Ciertas actitudes sesgadas no tienen que ver con una determinada concepción del cerebro, sino también con la interpretación de los resultados. Varias pensadoras feministas advierten que existe un paso entre lo que la ciencia muestra y la interpretación de tal evidencia. La tarea de interpretación de este tipo de estudios no es simple por varios motivos. En primer lugar, por la complejidad del órgano en cuestión. Es un hecho reconocido que el conocimiento actual sobre la relación entre las estructuras neuronales y el funcionamiento psicológico complejo es muy primitivo (Fine 2010b). En segundo lugar, se encuentra el tema del estatus epistemológico incierto de la neurotecnología, sobre todo de la neuroimagen, que aun siendo útil e informativa no brinda por el momento información concluyente (Roskies 2007;Schinzel 2011). Para ilustrar lo anterior, el método preferido para este tipo de estudios —la imagen por resonancia magnética funcional— se utiliza para asociar la realización de tareas con la activación de ciertas regiones cerebrales. Pero las imágenes logradas no muestran la actividad neuronal de manera directa: registran cambios hemodinámicos cerebrales que acompañan a la activación neuronal. Las neuronas requieren de nutrientes para funcionar y, en tanto que no los pueden almacenar, dependen del flujo vascular para obtenerlos (Fine 2010a). El incremento general de la actividad neural está entonces asociado con un incremento local de flujo sanguíneo. Los científicos comparan tal flujo, en distintas regiones cerebrales durante ciertas tareas específicas, para buscar diferencias significativas según la tarea involucrada. La realización de este tipo de estudios de imagen requiere de un grupo de investigadores que diseñen las tareas, evalúen los datos e interpreten las imágenes. Para Vidal, esto facilita la presencia de datos espurios o de exageraciones respecto de los resultados y de la posibilidad de localizar diferencias sexuales en el cerebro que pueden luego utilizarse para explicar distintos roles y ocupaciones de los sexos (Vidal 1995; 2005; 2011).

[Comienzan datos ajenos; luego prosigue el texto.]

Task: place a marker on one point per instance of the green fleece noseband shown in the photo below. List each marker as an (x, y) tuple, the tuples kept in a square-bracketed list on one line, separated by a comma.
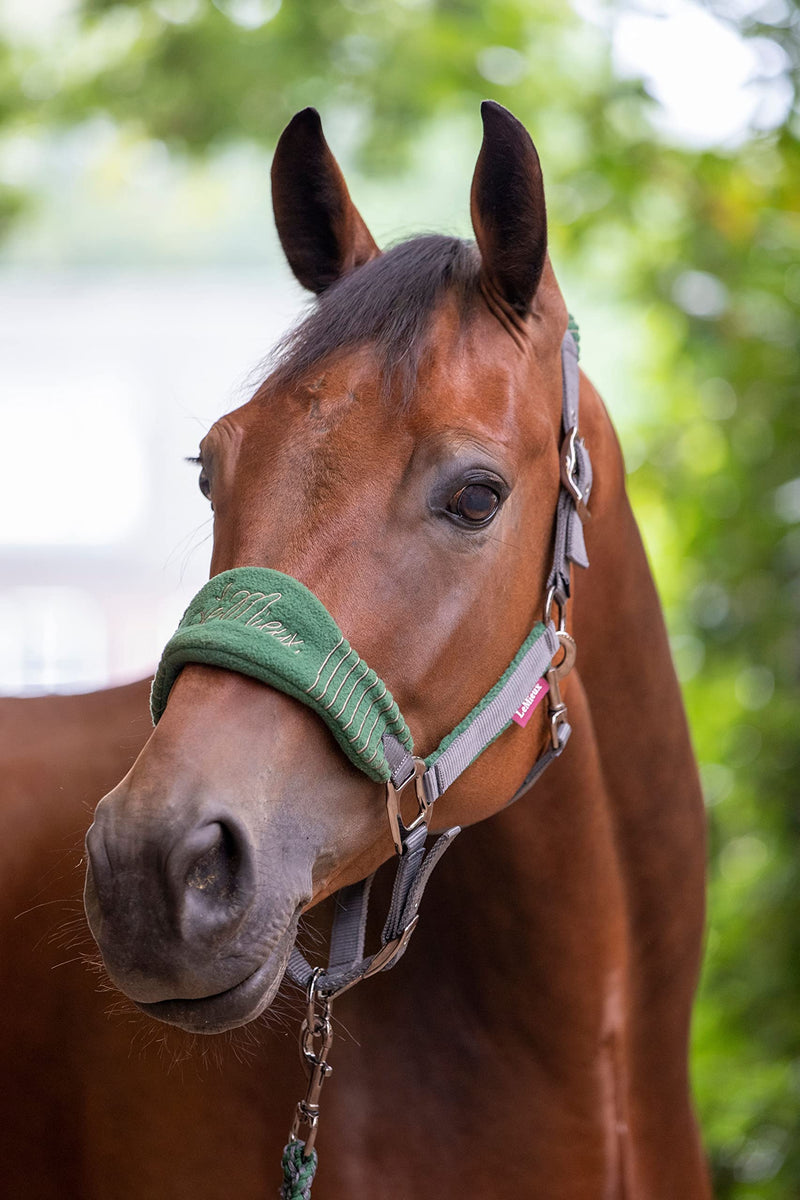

La neurocientífica Cordelia Fine denomina neurosexismo a la tendencia de algunos científicos de encontrar factores biológicos que a la larga refuerzan los estereotipos sexuales (Fine 2010a; 2008). El neurosexismo se caracterizaría por reflejar y al mismo tiempo promover creencias culturales sobre género, de modo tal que los datos sesgados sobre el cerebro pasan a ser parte de la cultura popular. Para Fine, el neurosexismo no solo es problemático en sí, sino que se presta a generar profecías autocumplidas: frente a estudios que legitiman diferencias, las mujeres tienden a verse en función de tales estereotipos y expectativas sociales, y sutil e inconscientemente van alterando sus intereses propios y fomentando rasgos que luego los estudios neurocientíficos descubren en las imágenes. En ese sentido, Fine considera que la difusión de resultados que muestran diferencias sexuales no brindaría una información útil, en tanto que no queda claro cuál es el origen de tales diferencias.